FTN95 now includes an in-built profiling tool called TimingAnalysis.
TimingAnalysis accurately measures CPU time spent in each subroutine of a
Fortran program. It allows program developers to discover the most CPU
intensive areas of a program so that these can be improved. Frequently, it will
be found that over 90% of the program CPU time is in less than 10% of the code.
TimingAnalysis produces a report giving statistics on CPU time, number of
calls to and from routines, and the number of page faults per routine. CPU time
statistics are collected on both an exclusive (only the single routine) basis
and an inclusive basis (the routine and everything called below it). In
addition to the reports, a file suitable for importing into a spread sheet is
To use the TimingAnalysis all that is required is to compile with the
/TIMING option. This can be done within Visual Studio .NET by selecting
the Project Properties and navigating to Compiler
Options->Debugging->Plant timing information and set this
option to Yes. If compiling from the command line then the /TIMING option
should be used.
TimingAnalysis creates output files containing summary information for the
program executed. If using TimingAnalysis from Visual Studio .NET then
these files will be placed in the project output directory and will have
extensions of .TMR and .TMO. The .TMR file contains summary analysis of
the executed program and the .TMO file contains a (by default) tab seperated
file ready for importing into a spreadsheet program such as Microsoft Excel.

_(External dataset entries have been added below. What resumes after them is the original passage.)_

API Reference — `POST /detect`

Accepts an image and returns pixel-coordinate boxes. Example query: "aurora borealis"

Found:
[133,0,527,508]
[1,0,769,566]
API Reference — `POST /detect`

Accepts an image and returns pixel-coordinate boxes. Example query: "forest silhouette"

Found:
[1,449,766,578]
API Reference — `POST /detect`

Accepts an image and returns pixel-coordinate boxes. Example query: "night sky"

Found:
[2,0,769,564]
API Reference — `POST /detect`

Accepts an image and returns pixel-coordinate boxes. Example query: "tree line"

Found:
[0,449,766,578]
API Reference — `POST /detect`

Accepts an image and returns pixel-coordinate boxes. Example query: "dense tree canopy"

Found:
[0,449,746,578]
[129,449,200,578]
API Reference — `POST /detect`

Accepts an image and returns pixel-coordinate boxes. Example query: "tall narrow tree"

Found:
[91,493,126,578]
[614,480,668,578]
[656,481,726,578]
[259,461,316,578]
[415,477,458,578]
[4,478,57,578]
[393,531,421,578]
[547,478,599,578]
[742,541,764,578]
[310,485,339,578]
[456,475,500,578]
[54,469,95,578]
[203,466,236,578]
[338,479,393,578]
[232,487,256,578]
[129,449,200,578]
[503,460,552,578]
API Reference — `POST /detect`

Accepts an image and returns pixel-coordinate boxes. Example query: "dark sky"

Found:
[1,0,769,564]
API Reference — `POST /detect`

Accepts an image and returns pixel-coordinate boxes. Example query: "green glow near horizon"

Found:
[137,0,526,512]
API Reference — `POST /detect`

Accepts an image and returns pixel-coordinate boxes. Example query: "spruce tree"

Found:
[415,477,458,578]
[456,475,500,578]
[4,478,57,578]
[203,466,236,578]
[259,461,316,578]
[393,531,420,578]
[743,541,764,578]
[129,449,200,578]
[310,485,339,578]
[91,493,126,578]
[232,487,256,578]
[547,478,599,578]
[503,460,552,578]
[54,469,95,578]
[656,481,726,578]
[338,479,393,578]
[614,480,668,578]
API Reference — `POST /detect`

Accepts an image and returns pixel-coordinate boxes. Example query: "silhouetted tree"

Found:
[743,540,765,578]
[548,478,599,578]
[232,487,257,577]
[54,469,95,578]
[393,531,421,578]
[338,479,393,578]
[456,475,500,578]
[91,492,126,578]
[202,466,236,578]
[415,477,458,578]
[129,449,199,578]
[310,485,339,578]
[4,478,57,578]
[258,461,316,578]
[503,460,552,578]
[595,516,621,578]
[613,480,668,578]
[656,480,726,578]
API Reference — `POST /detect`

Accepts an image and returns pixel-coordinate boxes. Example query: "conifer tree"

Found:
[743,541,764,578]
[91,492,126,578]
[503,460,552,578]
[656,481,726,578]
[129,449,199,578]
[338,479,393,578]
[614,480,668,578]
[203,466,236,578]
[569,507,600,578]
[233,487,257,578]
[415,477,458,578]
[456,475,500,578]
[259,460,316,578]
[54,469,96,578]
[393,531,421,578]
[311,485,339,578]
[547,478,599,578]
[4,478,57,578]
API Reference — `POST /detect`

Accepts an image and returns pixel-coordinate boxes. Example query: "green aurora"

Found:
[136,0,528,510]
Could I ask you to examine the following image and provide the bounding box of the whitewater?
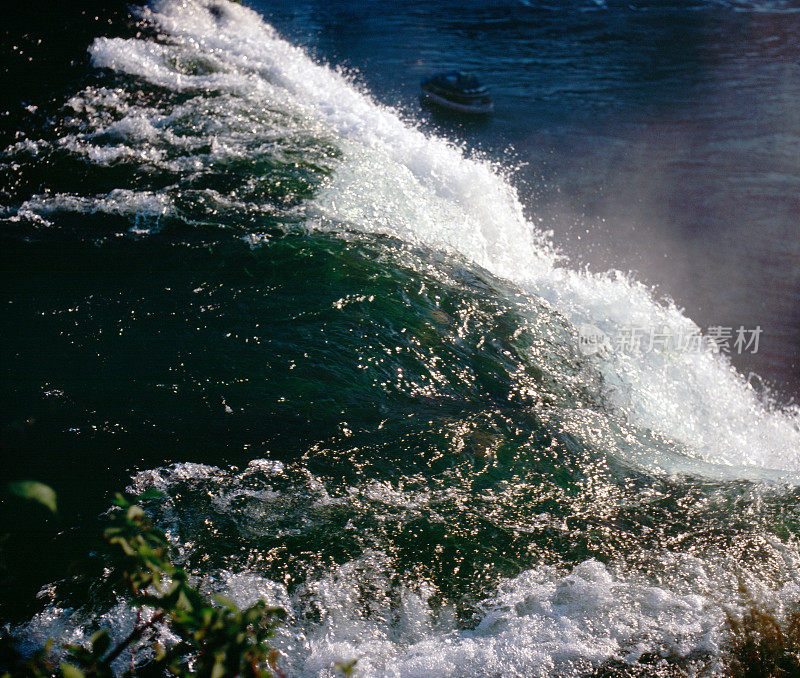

From the command line only .TMR files are produced by default. To
specify a .TMO file from the command line an environment variable called
TIMINGOPTS should be created and set as follows:
set TIMINGOPTS=/TMO /DLM tab
where /TMO indicates that a .TMO file should be produced and DLM specifes the
delimeter character to be used in the .TMO file. The default is tab and
can be any character other than '-' or '/'.
How Timing Analysis Works
TimingAnalysis uses the RDTSC instruction to access the Pentium cycle
counter. This counter gives the number of cycles that have passed since
the computer started up. This allows direct measurement of the time short
segments of code take to execute. The times labeled as CPU time in
TimingAnalysis reports are actually elapsed time spent in a routine, to a very
high resolution. This time will include time waiting for I/O to the disk
(including paging) or waiting at a prompt to the screen. With this in mind, the
reports can be very useful.
The /TIMING compile option causes the compiler to produce code to plant code
to do a call to the timing routine when a routine is called. TimingAnalysis
stores the CPU timer and begins the work of collecting information. Any
overhead introduced by using TimingAnalysis is removed when the reports are
produced. The work of collecting and saving the timing information can take
significant time and can double the run time of a program which does a lot of
calls. This time spent is never counted in that of the timed program's
subroutines and does not need to be compensated for.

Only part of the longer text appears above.